Der Protest der Handwerker sei sehr wichtig und ermutigend. Überhaupt seien die Menschen im Osten rebellischer als die im Westen. Wir sind nicht allein, erklärte er, die Mehrheit der Menschen in der Welt wollen Frieden. Wir müssen mit den Menschen reden: Am Arbeitsplatz, im Kirchenchor, im Sportverein, in der Gewerkschaft. Weil Menschen Geschichte machen, können nur sie in Institutionen Veränderungen bewirken, Veränderungen müssen in den Köpfen passieren.

Dem schloss sich auch Christine Reymann, Journalistin und Friedensaktivistin an. Sie sei unbedingt dafür, mit vielen in der Friedensbewegung zusammenzuarbeiten. «Wir müssen uns auf das Wesentliche konzentrieren: Auf Waffenstillstand und Verhandlungen. Dann können wir weitersehen. Wir dürfen uns nicht spalten lassen, sondern sollten uns gegenseitig ermutigen. Es braucht eine Vielfalt in der Friedensbewegung.»

Mit diesen ermutigenden und richtungsweisenden Stellungnahmen endete der Handwerkerkongress für den Frieden. Karl Krökel kündigte bereits weitere Aktionen und Vernetzungen an. Wir dürfen also gespannt sein.

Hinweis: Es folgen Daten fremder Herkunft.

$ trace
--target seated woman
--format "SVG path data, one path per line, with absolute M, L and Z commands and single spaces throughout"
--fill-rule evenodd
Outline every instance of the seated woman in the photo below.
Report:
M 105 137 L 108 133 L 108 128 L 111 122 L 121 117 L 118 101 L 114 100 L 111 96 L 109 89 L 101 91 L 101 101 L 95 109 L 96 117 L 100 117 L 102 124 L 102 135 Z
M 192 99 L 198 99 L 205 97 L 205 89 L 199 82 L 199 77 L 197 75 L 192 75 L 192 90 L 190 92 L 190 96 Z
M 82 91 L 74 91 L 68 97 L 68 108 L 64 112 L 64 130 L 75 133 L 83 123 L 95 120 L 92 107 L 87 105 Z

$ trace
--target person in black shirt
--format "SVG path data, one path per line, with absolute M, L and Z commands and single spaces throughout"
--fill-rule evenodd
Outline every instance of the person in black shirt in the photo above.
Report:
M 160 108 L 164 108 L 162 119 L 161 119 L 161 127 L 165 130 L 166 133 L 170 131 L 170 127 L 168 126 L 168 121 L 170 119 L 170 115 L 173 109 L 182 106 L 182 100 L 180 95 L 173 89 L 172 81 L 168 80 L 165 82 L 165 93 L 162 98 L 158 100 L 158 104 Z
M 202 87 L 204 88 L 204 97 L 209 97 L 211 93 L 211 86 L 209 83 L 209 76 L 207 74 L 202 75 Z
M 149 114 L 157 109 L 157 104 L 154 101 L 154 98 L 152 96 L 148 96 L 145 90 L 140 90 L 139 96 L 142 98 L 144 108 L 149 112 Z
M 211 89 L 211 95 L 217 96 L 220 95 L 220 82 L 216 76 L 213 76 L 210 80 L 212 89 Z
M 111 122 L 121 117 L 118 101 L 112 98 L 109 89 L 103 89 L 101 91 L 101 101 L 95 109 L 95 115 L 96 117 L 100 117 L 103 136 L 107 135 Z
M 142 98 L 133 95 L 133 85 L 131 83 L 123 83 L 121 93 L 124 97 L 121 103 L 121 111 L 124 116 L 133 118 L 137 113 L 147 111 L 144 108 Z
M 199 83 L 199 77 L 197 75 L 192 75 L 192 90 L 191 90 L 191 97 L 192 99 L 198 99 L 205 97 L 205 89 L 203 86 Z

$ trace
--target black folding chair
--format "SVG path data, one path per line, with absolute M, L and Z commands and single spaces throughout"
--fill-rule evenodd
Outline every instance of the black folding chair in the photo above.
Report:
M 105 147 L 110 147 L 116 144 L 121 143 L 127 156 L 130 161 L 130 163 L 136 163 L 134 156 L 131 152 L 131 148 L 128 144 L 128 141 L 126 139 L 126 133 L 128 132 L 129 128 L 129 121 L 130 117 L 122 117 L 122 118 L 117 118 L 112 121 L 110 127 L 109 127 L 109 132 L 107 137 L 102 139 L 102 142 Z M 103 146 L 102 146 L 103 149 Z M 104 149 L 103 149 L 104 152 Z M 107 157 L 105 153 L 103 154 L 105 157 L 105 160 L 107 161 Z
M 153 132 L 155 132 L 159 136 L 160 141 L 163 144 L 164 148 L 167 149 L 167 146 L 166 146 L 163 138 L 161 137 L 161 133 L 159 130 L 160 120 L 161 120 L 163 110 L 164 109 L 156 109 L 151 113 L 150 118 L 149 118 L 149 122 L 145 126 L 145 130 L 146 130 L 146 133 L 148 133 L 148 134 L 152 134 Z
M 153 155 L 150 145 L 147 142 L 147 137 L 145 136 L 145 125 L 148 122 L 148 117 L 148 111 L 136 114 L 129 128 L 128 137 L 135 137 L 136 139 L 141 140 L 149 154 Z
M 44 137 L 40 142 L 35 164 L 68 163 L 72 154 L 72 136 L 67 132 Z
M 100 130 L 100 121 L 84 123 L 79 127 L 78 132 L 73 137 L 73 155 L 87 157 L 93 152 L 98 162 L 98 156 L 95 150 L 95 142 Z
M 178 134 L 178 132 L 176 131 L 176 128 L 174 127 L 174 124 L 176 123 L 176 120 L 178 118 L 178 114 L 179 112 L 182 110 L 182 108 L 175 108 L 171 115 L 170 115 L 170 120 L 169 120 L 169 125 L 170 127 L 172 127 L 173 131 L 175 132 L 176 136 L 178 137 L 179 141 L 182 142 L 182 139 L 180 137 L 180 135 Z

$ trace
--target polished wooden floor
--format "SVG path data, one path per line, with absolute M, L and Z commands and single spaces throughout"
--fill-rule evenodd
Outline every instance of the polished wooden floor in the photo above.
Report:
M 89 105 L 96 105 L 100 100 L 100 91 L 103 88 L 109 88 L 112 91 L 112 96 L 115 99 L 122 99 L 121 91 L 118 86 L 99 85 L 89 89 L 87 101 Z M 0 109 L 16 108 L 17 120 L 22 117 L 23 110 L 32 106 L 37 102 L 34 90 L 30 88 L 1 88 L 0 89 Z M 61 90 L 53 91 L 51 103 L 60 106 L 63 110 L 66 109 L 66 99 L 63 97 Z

1 Videoaufnahme Referat Frau Krone-Schmalz unter: https://handwerker-fuer-den-frieden.de/mediathek/

2 Die Kammern sind bundesweit organisiert. Sie sind den regionalen und branchenverbundenen Innungen übergeordnet. Die Handwerker müssen sich dort organisieren, es handelt sich also um Zwangsmitgliedschaften. Der Präsident der Kammer wird nicht gewählt. So kann es passieren, dass eine Kammer im Namen «der Handwerker» spricht, ohne dass diese befragt wurden, ja sogar, wenn sie ausdrücklich erklärt haben, mit einer Position nicht einverstanden zu sein.

3 Reiner Braun war u.a. Executive Direktor und Co-Präsident des International Peace Bureau, IPB, in Genf.